Buck,
I'll take a couple close-ups of the many incised lines on the stock, an odd detail, like some of the other details. Two other details that point toward Stoudenour, IMO as they like to say, are: 1) the thin, close-to-the-edge single line border around his patchbox edges and piercings, and 2) he cuts his butt's incised lines through the butt plate edge, but ONLY on the back side of the gun... which seemed to be common to Stoudenour's work. I also think the cheek shape, with its single mold line slightly angled toward the front, and the long, curving line coming off the rear of the cheek, follow his traditional patterns pretty closely. The gunmaker was well experienced, because the shaping treatment around the nose of the comb, as well as around the rear pipe, is almost relief carved and very finely done... to me the work of an older, experienced gunsmith.

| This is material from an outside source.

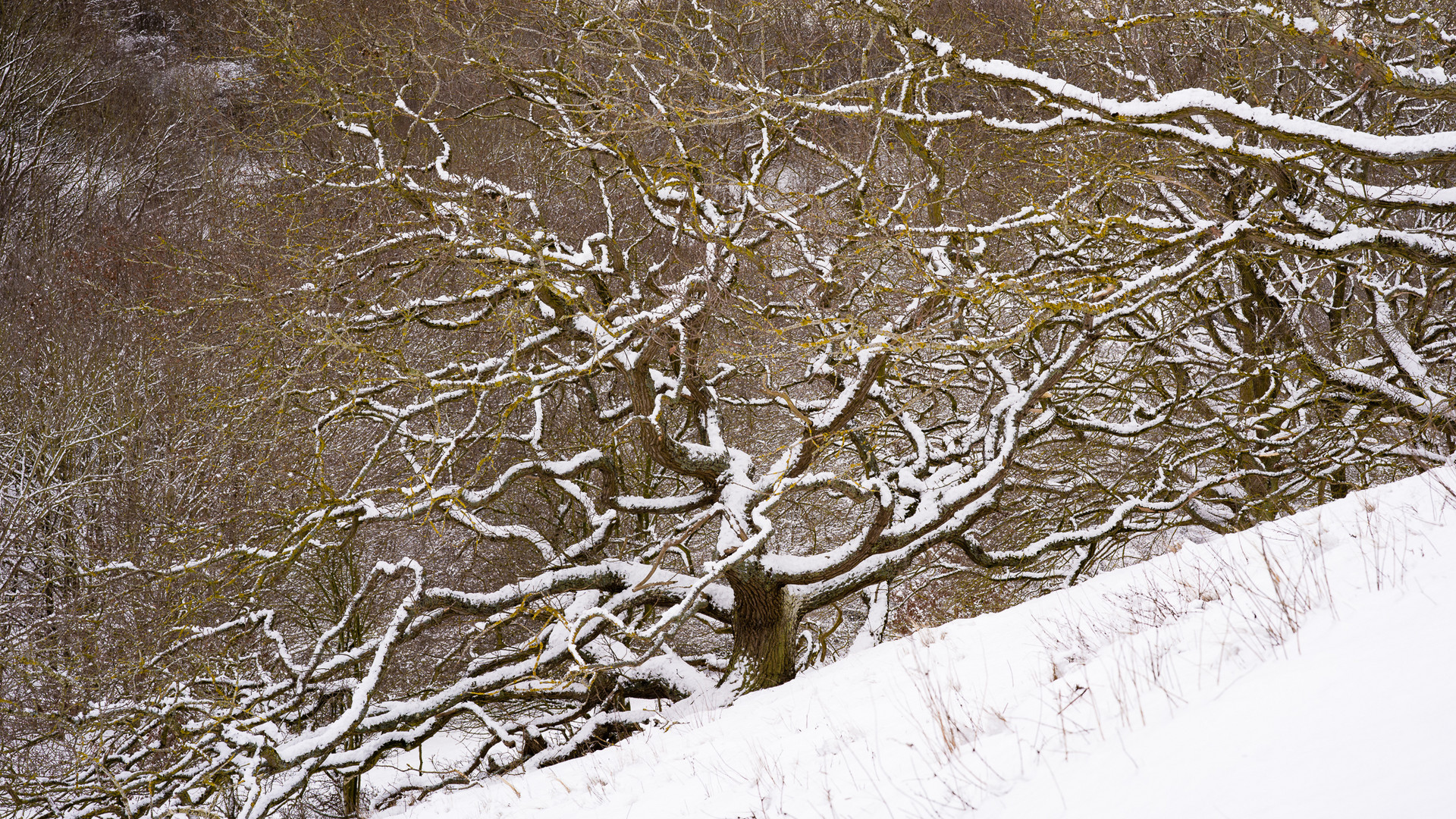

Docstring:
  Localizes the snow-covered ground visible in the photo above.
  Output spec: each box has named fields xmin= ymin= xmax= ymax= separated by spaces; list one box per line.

I'm not an expert on PA rifles, just an enthousiast, but for those who do not think this is a late Stoudenour rifle made with more commercial parts than his earlier rifles, can you provide an alternative maker for this rifle, one with these same details and similar style J * S initials on the barrel? That's what drives me to Stoudenour. Easy to critique a somewhat "different" rifle, but hard to find another maker who fits the details and initials. When a non-standard gun pops up, I think it's better to attribute it on what details you can identify on the gun, rather than what details you can't. I'm not aware of other Bedford-area makers with the initials of J S who signed barrels like Stoudenour did, with a small 6-point start between letters, star made with long axis and short/small "x" in the middle. So if not Stoudenour, then who?
??
More close-up photos of some key "artistic" details later this evening.